Public Policy 126S

 

A former journalist, political scientist Ken Rogerson began publishing scholarly articles on Internet regulation while still a graduate student. Today his seminars attract junior and senior engineering students, computer scientists, sociology majors, cultural anthropologists, and historians, as well as public policy majors. "They're very interested in it," he says, "but it's been challenging for me. When I talk about the technical side, the computer science students are falling asleep; when I get into politics and public policy, the engineers are lost. It's been fun for me to adapt to an interdisciplinary mode."
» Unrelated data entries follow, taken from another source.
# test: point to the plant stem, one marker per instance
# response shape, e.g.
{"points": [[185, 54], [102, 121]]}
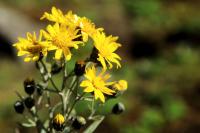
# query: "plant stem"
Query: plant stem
{"points": [[49, 75], [76, 100]]}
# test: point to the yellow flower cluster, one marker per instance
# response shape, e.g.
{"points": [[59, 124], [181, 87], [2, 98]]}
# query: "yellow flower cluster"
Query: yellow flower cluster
{"points": [[69, 31]]}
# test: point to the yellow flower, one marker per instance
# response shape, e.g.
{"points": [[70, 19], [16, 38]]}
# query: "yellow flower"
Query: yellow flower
{"points": [[121, 85], [59, 119], [55, 16], [71, 19], [31, 47], [97, 83], [106, 47], [61, 39], [87, 28]]}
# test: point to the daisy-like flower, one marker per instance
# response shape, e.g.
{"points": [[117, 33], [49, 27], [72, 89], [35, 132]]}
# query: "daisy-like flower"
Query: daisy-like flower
{"points": [[55, 16], [88, 28], [61, 39], [106, 46], [97, 83], [32, 47]]}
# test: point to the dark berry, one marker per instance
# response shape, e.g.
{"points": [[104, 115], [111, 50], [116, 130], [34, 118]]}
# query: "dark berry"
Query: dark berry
{"points": [[58, 122], [29, 89], [118, 108], [19, 107], [29, 102], [29, 86]]}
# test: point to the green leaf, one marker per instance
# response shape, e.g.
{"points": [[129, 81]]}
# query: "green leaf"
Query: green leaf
{"points": [[94, 125]]}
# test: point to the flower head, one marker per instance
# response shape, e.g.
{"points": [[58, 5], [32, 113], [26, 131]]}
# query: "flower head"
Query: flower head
{"points": [[31, 47], [97, 83], [61, 39], [106, 47], [88, 28], [55, 16]]}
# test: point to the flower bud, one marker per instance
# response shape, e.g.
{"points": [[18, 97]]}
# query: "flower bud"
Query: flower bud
{"points": [[118, 108], [56, 68], [80, 37], [79, 68], [39, 90], [29, 102], [29, 86], [78, 122], [58, 122], [121, 85], [19, 107], [94, 55]]}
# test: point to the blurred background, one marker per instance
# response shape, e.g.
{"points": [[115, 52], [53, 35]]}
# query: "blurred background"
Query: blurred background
{"points": [[160, 55]]}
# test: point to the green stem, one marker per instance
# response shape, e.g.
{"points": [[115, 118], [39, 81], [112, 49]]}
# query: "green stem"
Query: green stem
{"points": [[49, 75], [73, 105]]}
Part of the solution was to engage the students with one another in small groups. As a class, they start by reading Andrew Shapiro's The Control Revolution and Lawrence Lessig's The Future of Ideas: The Fate of the Commons in a Connected World, books that set up a basic dialectic that informs the whole semester. "The world contains Internet pessimists and Internet optimists," explains Rogerson, "those who believe that the Internet and accompanying technologies can change the world for the better, and those who believe that the Internet is just going to give those in control more control. When we're talking about privacy, we talk about privacy-optimism and privacy-pessimism, and that makes for a nice basis for the course."
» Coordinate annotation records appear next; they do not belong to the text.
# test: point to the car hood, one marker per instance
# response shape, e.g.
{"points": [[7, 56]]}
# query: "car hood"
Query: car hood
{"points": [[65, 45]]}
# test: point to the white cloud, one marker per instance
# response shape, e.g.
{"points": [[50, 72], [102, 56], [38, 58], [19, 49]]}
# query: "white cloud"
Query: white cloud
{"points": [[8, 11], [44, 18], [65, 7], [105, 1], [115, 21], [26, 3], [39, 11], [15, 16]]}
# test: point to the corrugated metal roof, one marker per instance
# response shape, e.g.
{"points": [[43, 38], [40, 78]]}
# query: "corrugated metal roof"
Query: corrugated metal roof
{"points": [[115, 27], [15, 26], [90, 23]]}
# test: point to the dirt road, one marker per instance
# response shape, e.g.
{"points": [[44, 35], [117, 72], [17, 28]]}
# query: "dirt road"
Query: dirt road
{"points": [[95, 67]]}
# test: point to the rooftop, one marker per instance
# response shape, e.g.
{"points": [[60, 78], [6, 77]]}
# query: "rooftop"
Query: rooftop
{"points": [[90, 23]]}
They have discussions on democratic pluralism, political aspects of the Internet Corporation for Assigned Names and Numbers (the nonprofit group that parcels out domain names), the basics of policy-making theory. They invite such guest speakers as the technology reporter for MSNBC.com in Seattle, who specializes in covering "hacktivists"--computer hackers with a moral mission; a computer security expert for the National Institute of Environmental Health Sciences, who discusses the changing face of security on government websites; and Brian Cantwell-Smith, Duke's Kimberly J. Jenkins University Professor of New Technologies and Society, who talks about the normative dimensions of computing.

Students spend the first half of the term studying domestic issues in the United States--the digital divide, the Internet in campaigns, interest groups, and elections. Online voting isn't yet a burning issue anywhere in the world but here, even though the populations of countries such as Estonia are far more "wired." Then comes Internet regulation, taxation, and free-speech issues--also peculiar to the U.S., Rogerson says, because unlike even our closest European cousins, we treat free speech as an inherent right rather than one that must be created through legislation.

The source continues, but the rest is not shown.